The sixth grade is only conducted when necessity dictates and is conferred very sparingly and entirely at the discretion of the Grand Summus. Various episodes in the Wars of the Maccabees form the basis of this, the most dramatic of all the grades. The Maccabees were essentially Jewish freedom fighters some 150 years before the birth of Christ and their triumph left the Jews in peace and in command of their own destiny until the Roman invasion around 100 years later. Those in possession of this grade are designated “Prince of Jerusalem”.
So what of the regalia?
A companion of the Order wears a Scarlet Cord, either around the waist or over the shoulder, depending on his grade. Additionally, he wears a jewel, suspended around his neck for the first and second grades or a breast jewel for the third grade. Officers of a Consistory wear a sash and the President, Primus of Lectores and Primus of Ostiarii wear collarets, which reflect their responsibilities for conferring the first, second and third grades.
Provincial and District officers wear strident yellow sashes, while those of Grand Officers are of course scarlet. Holders of the fourth grade have breast jewels, while those with the fifth and sixth grades wear these splendid but slightly ostentatious stars- silver for the fifth grade, gold for the sixth. They are known colloquially as sheriff’s badges or marshal’s badges.

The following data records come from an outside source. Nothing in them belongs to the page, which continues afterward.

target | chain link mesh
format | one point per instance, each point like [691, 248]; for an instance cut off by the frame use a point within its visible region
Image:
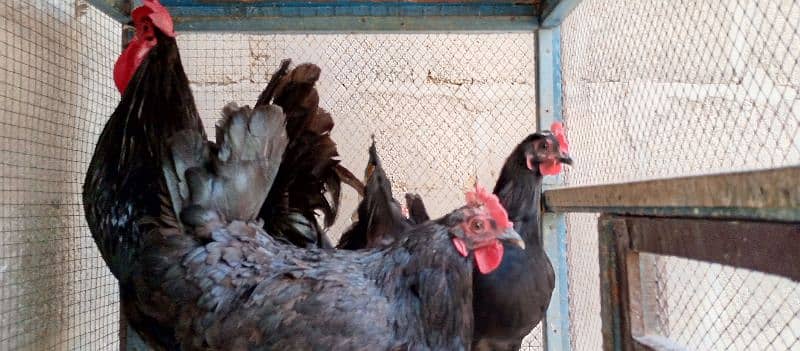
[56, 59]
[445, 109]
[656, 89]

The members of the Grand Summus’s personal bodyguard, the Tzaddikim, wear purple sashes and special swords, while the Grand Summus himself of course has plenty of bling, including this collaret, baton, chain and purple robe, which is currently hanging like Batman’s cape in the Batcave, just waiting for the call to action.

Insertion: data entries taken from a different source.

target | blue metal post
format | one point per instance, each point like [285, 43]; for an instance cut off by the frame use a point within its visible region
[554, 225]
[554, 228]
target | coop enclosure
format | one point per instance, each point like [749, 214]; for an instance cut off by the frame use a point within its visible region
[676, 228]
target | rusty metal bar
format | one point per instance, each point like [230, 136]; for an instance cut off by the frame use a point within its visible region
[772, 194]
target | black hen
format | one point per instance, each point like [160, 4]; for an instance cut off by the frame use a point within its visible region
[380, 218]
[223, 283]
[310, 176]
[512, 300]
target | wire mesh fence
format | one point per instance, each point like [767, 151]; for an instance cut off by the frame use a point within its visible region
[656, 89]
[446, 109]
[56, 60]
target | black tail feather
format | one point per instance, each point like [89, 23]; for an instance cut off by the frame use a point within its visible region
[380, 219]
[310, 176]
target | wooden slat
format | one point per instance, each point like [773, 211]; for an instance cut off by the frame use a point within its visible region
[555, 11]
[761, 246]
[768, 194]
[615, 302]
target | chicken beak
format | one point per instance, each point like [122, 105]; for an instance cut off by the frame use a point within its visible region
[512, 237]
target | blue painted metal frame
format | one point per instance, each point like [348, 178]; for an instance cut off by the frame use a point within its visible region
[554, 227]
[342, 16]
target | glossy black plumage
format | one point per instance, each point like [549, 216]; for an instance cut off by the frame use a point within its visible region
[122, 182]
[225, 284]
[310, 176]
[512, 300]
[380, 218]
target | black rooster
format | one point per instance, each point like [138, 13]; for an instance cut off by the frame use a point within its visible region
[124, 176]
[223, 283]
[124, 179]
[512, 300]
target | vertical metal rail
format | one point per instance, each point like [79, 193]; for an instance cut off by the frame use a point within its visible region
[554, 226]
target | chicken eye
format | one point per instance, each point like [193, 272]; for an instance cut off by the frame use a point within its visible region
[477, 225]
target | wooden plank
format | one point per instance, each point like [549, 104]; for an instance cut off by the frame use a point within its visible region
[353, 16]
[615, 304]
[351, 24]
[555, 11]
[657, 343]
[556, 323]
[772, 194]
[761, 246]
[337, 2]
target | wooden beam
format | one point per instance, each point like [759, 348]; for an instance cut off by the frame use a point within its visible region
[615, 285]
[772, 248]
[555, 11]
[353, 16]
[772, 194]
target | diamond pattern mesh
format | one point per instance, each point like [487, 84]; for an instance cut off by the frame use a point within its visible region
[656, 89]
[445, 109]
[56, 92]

And finally, what is special about the Scarlet Cord and why should you consider joining?
The rituals fill in gaps in the Craft and Royal Arch (even though Chapter is not a requirement). You would certainly understand much more clearly the position of the Craft second and third degrees and the Royal Arch Exaltation and Installations in the historical timeline if you were a Scarlet Cord Companion.
If you like ritual party pieces, this Order is for you. Likewise, if you struggle with ritual, then splitting it up is positively encouraged.
The ritual has all been written or re-written in the 21st century so it’s clear and concise with a total absence of mumbo-jumbo. There is much drama; colour; music plays an integral part; flickering candles; flashing sword blades; stories told in flashback and other elements from the TV age; the Scarlet Cord has it all.
It’s predominantly based on Old Testament history and its lessons are those of morality, not spirituality.
Opportunities for progression are open through Provincial or District Ranks and Grand Ranks, as well as through the grades of the Order, so the next step is never too far away.
And finally the Provincial and District rulers are all friendly, approachable and enthusiastic, as are those at Grand level. We love to communicate and engage with individual members. Even the Grand Summus is happy to take questions, as he is now!